Seaborn Heatmap - Quick Reference Guide
What Was Delivered
| Item | Location | Status |
|---|---|---|
| Design Module | heatmap_design.py |
✓ Complete (364 lines) |
| Test Suite | test_heatmap_design.py |
✓ Complete, all tests pass |
| Design Doc | docs/HEATMAP_DESIGN.md |
✓ Complete (detailed blueprint) |
| Functionality | Both Seaborn + Plotly | ✓ Both working |
| Base64 Conversion | Data URI embedding | ✓ Working (48KB per image) |
5-Minute Summary
The Problem
Your ReportMetrics has separate tech_stack_counts and seniority_counts tuples (aggregates only). You need cross-tabulation (tech × seniority) to visualize skill demand patterns across experience levels.
The Solution
# 1. Get raw records (they have tech_stack + seniority_level fields)

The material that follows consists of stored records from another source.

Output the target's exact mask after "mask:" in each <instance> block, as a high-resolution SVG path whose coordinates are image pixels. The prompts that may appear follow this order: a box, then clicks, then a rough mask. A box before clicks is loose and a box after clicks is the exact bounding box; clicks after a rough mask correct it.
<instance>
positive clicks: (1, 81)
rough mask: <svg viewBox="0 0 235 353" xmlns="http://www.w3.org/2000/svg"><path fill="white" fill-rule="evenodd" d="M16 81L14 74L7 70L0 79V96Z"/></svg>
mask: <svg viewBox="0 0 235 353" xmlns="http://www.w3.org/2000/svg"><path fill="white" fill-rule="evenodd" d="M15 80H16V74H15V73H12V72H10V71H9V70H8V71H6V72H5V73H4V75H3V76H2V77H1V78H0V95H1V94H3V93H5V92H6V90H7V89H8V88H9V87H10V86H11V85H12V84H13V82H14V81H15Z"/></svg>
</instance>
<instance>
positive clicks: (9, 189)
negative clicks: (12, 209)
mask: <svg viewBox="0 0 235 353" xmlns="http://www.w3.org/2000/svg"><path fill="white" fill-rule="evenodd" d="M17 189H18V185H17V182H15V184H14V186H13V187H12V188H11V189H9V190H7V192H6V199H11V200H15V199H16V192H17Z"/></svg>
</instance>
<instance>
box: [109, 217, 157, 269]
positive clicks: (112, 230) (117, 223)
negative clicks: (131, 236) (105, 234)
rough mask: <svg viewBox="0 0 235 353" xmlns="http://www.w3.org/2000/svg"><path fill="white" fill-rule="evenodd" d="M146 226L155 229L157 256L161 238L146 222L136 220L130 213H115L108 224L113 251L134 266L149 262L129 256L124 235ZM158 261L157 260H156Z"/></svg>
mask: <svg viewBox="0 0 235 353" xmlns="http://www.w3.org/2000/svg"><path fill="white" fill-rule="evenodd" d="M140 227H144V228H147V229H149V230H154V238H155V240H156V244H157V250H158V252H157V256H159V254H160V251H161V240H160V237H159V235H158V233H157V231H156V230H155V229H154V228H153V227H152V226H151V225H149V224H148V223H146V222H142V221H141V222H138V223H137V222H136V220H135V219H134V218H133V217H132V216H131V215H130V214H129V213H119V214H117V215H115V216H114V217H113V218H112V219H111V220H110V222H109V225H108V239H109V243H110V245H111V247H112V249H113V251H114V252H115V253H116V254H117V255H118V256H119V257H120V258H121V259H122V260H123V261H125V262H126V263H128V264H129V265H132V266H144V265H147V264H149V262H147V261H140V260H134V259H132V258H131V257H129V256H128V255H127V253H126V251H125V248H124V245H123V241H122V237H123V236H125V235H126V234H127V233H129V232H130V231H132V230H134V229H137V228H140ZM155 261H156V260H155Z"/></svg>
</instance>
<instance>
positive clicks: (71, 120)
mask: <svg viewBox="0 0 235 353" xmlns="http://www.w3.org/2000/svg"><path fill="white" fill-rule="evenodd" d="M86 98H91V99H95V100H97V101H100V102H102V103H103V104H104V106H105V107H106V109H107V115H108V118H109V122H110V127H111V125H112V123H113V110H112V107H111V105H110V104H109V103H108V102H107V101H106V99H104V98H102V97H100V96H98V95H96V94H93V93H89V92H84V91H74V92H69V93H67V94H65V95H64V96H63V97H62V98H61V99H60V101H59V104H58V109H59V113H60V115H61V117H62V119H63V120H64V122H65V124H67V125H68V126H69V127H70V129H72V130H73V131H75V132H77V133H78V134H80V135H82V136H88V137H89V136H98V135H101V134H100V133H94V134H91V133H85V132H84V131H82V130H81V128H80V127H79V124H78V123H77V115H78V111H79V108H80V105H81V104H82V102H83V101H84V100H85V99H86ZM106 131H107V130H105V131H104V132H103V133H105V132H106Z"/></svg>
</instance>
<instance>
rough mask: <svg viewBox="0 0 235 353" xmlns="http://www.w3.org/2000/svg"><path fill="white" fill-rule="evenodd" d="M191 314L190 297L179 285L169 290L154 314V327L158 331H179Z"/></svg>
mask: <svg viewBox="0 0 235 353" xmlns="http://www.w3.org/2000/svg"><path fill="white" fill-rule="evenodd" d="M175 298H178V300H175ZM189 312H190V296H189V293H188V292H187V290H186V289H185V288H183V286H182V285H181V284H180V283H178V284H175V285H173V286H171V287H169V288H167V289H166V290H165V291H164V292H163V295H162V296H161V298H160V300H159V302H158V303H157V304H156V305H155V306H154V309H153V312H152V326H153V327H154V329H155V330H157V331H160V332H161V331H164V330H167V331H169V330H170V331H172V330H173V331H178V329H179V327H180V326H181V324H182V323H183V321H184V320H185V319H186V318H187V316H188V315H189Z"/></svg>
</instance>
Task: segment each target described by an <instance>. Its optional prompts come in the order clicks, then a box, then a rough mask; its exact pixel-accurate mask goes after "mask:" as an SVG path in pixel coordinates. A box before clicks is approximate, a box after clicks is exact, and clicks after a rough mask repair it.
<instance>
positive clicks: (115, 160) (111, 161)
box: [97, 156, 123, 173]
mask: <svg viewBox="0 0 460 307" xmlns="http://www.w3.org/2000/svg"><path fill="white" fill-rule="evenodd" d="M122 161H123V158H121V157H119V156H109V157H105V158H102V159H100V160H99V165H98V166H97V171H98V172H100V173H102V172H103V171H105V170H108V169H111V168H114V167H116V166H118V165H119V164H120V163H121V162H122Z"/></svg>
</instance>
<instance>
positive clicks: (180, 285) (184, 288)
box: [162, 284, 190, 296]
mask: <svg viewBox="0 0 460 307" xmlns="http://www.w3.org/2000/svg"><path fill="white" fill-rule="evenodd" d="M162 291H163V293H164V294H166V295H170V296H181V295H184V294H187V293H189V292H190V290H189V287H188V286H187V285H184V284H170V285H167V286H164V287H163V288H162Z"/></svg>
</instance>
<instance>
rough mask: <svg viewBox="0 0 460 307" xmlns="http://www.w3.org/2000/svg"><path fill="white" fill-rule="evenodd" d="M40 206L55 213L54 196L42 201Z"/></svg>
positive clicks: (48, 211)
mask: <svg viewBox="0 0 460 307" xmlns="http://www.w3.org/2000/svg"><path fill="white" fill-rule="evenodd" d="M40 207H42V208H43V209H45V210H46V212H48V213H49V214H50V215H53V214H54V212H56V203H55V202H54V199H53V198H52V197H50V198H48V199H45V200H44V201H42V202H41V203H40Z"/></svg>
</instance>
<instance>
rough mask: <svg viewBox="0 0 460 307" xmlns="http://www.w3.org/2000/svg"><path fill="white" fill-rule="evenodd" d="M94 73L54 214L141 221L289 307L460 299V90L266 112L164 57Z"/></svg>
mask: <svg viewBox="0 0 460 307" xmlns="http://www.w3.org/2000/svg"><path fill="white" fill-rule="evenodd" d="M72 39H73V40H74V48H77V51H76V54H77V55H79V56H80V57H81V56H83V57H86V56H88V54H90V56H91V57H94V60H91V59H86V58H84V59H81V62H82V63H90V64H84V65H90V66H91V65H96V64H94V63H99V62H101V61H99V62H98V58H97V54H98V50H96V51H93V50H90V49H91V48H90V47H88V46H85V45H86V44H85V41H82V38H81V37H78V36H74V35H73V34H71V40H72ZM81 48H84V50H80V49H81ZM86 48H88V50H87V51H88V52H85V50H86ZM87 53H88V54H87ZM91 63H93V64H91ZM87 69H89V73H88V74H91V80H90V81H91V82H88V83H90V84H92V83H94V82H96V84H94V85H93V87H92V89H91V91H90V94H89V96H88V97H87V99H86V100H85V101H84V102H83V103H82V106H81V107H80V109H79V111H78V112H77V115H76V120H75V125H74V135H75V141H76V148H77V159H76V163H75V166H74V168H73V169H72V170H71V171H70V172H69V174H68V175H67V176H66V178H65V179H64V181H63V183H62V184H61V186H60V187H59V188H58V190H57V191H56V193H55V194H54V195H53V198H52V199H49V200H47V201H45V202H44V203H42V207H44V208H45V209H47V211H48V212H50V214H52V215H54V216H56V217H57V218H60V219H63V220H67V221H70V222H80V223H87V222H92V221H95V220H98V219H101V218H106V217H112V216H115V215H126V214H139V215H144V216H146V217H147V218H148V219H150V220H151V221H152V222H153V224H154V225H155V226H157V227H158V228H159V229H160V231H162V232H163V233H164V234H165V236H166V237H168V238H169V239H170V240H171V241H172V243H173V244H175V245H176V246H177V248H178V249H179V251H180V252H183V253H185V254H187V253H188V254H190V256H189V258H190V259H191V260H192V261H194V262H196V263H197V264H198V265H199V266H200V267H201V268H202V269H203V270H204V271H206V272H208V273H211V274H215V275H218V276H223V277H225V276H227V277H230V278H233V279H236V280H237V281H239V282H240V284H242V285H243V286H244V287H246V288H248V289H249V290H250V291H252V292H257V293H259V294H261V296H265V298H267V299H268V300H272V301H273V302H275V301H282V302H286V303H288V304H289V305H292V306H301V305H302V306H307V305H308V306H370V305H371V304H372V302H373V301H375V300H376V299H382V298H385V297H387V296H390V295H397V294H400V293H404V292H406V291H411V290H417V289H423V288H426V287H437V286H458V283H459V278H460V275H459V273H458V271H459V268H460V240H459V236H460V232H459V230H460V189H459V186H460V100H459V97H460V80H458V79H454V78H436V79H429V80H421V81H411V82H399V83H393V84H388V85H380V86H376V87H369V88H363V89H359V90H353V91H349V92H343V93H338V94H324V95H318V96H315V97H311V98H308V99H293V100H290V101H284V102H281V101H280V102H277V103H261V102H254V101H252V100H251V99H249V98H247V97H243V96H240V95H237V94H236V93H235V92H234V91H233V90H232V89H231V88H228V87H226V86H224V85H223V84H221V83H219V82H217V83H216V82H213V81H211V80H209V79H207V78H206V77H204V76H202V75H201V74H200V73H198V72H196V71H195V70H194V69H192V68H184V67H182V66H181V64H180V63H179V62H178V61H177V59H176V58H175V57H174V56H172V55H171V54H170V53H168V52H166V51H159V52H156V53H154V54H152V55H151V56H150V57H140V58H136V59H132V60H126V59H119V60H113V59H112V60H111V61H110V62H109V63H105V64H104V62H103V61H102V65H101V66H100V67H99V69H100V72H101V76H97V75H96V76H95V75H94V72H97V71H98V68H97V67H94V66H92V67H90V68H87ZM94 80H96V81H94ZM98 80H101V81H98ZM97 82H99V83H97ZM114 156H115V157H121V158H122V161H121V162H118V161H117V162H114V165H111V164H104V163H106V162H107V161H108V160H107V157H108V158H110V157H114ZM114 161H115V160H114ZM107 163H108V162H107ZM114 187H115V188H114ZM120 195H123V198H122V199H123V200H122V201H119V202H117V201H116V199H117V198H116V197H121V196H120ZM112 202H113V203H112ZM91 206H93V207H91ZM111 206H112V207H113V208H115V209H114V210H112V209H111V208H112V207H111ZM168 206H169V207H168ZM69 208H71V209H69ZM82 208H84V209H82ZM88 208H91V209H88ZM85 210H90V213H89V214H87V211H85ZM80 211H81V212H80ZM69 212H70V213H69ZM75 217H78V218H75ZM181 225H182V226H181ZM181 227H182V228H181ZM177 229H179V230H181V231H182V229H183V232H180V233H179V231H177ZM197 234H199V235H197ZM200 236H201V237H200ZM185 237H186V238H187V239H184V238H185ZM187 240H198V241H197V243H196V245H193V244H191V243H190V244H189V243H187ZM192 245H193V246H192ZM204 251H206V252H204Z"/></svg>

records = dataset.records # from CuratedDatasetReader
# 2. Build cross-tab pivot table
pivot = build_tech_seniority_pivot_from_records(records)
#
# Entry-level Mid-level Senior
# Python 8 12 15
# SQL 5 15 12
# AWS 2 18 8
# 3. Create visualization
fig = create_seaborn_heatmap(pivot) # matplotlib version
# OR
fig = create_plotly_heatmap(pivot) # interactive version
# 4. Convert to base64 for HTML embedding
data_uri = figure_to_base64_seaborn(fig)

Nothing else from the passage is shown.